41 初心者狩り
「初心者狩りって、そんなことをする奴いるんですか?」
初心者狩りとは名の通り、初心者冒険者を狙い、親切を装って騙し、装備や所持金などを奪う輩のことだ。
しかし、相手は初心者冒険者。奪ったとしても装備も所持金も高が知れている。
当然であるが、見つかれば捕まり、牢に入れられる。
加害者が冒険者の場合、冒険者としての品位を落としたとして冒険者の資格も失うことになる。
つまり、メリットがほぼなく、デメリットだけが大きいので誰もしないのだ。
「隣領であるドーナ領、ミバルの街のギルドで横行しているらしい。
しかも、狙うのは、決まって裕福な貴族や商人の息子だ」
受け継ぐ領地や商会のない次男や三男などは成人後に家を出るため、自分で生きる方法を見つけなければならない。冒険者になるというのも彼らの生きる道の一つだ。

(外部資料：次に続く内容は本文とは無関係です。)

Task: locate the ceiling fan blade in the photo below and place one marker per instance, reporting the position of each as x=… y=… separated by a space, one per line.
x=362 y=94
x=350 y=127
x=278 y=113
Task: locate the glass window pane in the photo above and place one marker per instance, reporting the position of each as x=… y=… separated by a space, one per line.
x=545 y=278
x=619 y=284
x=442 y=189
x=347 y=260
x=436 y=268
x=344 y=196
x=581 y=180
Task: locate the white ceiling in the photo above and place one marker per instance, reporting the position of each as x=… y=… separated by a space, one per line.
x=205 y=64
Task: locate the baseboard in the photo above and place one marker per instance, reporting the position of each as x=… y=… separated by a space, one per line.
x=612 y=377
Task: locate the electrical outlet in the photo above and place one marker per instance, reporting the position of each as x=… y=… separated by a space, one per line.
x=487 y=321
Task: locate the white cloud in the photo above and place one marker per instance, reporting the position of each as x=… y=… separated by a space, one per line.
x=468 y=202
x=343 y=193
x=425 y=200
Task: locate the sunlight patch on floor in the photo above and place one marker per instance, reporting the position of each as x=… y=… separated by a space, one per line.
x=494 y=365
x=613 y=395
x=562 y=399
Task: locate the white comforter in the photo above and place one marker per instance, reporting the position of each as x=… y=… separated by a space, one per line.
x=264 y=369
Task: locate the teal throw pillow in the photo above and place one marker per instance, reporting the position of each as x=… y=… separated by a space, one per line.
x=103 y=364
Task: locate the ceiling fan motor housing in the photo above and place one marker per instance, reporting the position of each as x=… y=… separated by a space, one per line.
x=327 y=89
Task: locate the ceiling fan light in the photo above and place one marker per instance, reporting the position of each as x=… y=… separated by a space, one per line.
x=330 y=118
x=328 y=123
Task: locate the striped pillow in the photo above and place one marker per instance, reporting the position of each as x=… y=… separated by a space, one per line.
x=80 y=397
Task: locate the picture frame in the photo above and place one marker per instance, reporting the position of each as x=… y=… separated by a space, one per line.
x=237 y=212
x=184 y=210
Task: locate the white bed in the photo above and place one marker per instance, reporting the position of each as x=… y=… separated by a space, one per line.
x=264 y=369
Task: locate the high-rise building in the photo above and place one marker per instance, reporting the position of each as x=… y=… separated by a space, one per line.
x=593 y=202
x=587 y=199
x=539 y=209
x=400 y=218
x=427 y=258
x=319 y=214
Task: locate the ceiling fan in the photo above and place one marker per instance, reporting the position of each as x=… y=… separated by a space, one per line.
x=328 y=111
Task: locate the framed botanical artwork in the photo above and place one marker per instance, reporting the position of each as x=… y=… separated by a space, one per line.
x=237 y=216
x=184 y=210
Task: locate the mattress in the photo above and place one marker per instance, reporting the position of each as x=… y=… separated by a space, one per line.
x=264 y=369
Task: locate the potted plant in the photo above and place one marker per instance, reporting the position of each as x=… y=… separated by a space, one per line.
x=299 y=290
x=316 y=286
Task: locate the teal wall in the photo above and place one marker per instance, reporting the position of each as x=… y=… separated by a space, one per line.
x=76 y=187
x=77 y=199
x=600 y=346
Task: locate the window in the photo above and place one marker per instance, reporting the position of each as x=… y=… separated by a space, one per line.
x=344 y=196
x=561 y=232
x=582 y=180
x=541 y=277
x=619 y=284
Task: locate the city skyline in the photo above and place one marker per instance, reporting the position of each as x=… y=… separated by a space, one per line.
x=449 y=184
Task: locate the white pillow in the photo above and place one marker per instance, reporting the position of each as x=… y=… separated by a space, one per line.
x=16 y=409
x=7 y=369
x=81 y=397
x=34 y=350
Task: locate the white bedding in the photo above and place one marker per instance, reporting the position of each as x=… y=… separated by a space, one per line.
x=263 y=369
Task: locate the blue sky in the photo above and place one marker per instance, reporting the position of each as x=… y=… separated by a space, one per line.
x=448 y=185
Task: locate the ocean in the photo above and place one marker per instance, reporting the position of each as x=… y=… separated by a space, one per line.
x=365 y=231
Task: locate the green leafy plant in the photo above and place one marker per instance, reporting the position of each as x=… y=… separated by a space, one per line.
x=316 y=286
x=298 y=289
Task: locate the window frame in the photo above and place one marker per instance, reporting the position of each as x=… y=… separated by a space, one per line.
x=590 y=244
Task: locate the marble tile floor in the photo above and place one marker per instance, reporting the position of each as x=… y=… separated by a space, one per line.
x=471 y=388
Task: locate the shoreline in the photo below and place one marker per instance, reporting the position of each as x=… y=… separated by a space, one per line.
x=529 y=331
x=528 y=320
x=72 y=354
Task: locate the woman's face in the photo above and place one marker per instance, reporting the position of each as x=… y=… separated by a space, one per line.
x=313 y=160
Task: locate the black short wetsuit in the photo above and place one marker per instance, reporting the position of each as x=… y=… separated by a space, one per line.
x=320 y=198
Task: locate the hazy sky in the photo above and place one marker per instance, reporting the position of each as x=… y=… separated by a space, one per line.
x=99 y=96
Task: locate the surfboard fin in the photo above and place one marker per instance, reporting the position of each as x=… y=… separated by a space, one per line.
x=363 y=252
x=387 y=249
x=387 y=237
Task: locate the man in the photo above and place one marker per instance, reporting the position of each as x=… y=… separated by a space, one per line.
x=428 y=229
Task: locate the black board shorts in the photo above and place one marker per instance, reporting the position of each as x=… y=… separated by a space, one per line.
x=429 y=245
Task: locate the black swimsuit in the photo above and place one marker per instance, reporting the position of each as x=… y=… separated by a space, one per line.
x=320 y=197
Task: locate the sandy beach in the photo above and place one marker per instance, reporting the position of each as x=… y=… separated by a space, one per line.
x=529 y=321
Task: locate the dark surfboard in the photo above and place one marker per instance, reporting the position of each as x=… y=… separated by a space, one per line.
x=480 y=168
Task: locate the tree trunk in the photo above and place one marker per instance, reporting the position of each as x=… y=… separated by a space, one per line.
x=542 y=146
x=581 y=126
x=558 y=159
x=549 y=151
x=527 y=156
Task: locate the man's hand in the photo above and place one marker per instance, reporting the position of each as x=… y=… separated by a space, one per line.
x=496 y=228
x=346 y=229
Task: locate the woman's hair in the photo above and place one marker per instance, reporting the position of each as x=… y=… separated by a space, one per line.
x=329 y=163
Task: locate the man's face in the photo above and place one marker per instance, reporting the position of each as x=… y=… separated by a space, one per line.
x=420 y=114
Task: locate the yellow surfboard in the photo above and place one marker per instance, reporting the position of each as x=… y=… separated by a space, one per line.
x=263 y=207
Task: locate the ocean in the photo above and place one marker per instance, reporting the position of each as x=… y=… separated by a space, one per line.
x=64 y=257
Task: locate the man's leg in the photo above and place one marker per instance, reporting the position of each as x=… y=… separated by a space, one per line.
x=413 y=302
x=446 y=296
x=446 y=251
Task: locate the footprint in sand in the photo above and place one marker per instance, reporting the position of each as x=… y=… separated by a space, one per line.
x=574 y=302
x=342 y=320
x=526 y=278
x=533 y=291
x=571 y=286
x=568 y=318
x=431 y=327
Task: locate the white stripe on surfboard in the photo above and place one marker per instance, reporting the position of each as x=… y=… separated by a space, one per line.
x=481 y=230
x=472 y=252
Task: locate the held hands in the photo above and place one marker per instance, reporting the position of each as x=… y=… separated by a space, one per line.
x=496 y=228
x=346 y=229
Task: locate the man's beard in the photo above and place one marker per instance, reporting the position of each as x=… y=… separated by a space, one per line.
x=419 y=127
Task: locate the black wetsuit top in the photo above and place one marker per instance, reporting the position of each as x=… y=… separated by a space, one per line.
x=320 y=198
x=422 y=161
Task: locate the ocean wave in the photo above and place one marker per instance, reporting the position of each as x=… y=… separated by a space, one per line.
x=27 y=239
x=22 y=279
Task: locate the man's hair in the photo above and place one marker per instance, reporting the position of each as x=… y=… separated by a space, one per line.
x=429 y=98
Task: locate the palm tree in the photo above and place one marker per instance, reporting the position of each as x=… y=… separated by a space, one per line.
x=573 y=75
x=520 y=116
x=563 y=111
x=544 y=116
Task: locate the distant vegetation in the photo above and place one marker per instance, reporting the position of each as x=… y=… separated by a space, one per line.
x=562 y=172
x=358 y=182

しかし、貧相な装備で子供を送り出すと、彼らの生家は金に困っているのではないかと言われかねない。
なので、裕福な貴族や商人は旅立つ子供に立派な装備品、豊かな資金などを餞として贈り、他人に見栄を張るのだ。
だが、装備は命に関わる大切な物なので、初期装備にあり金をはたいて、いい装備を買ったことで資金に乏しい平民なども珍しくなし、立派な装備に見えるだけの安物を装備している貴族や商人の息子もいる。
挙動から初心者であることはすぐにわかるが、立派な装備を持っている初心者冒険者の全てが貴族や商人の息子なのかというと、必ずしもそうとは言えない。
だが、初心者狩りは裕福な貴族や商人の息子しか狙わない。
「頭が痛い話だが、ギルドの職員が冒険者と組んで裕福な貴族や商人の息子だけを狙ってるんだ」
まず、職員が冒険者の登録をするときに色々聞き出して裕福な貴族や商人の息子だと当たりを付けると、登録するのに装備を確認する必要があるなどと言って価値がある物か判断する。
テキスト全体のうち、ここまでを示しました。